Thank you for pointing out Grayjay, I had not heard of it. I will look into it.

As long as they aren't putting ridiculous terms on model usage like SD3 and the weights are provided I'm happy with it

A bunch of these columns are outright absurd TBH, to the extend I'm not sure the author really knows what FOSS is about. What's open API access even supposed to be - API access is closed by definition.

Also there has never been a requirement that open source software needs to be documented - and for good reason - so I'm not a fan of the documentation column as well.

and for good reason

I'd love to hear that reasoning. Personally, I will avoid using a FOSS product if the documentation is terrible or non-existent. Obviously I have grace for new* or bleeding-edge projects. But I've avoided using some FOSS stalwarts simply because I don't have the time to dedicate to trial and error learning.

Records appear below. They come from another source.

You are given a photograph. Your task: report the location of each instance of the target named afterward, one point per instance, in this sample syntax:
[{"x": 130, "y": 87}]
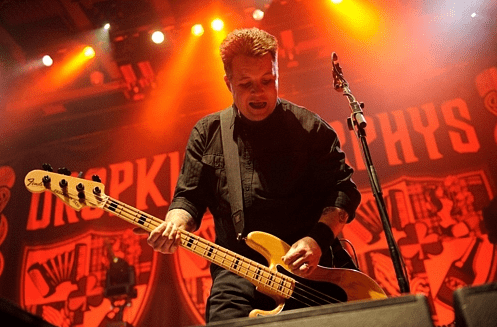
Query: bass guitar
[{"x": 323, "y": 286}]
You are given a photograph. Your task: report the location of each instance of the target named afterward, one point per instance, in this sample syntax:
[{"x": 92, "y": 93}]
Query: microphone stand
[{"x": 357, "y": 123}]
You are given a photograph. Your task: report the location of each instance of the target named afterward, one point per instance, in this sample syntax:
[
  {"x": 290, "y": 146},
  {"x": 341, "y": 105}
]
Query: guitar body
[
  {"x": 324, "y": 286},
  {"x": 341, "y": 284}
]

Because FOSS shouldn't add burdens. You publish your work and let everyone else use it. That shouldn't add extra obligations on you. Usually, you'd also write some docs - after all, without them nobody will know how to use your program, so why bother publishing - but it shouldn't be an obligation. Make it easy for people to open up their code without this attaching strings.

Documentation is nice, but it's kind of different thing that open source: a program can be open and undocumented, or closed but well documented - and I don't see why we'd want it different for models.

That's fair, thank you for explaining. I was going to say but forgot, this is assessing specifically for "openness" not 'open source-ness' though.

upcoming EU AI Act that regulates open source systems differently, creating an urgent need for practical openness assessment

So when they say "openness" they do put it in the context of open source rather accessibility.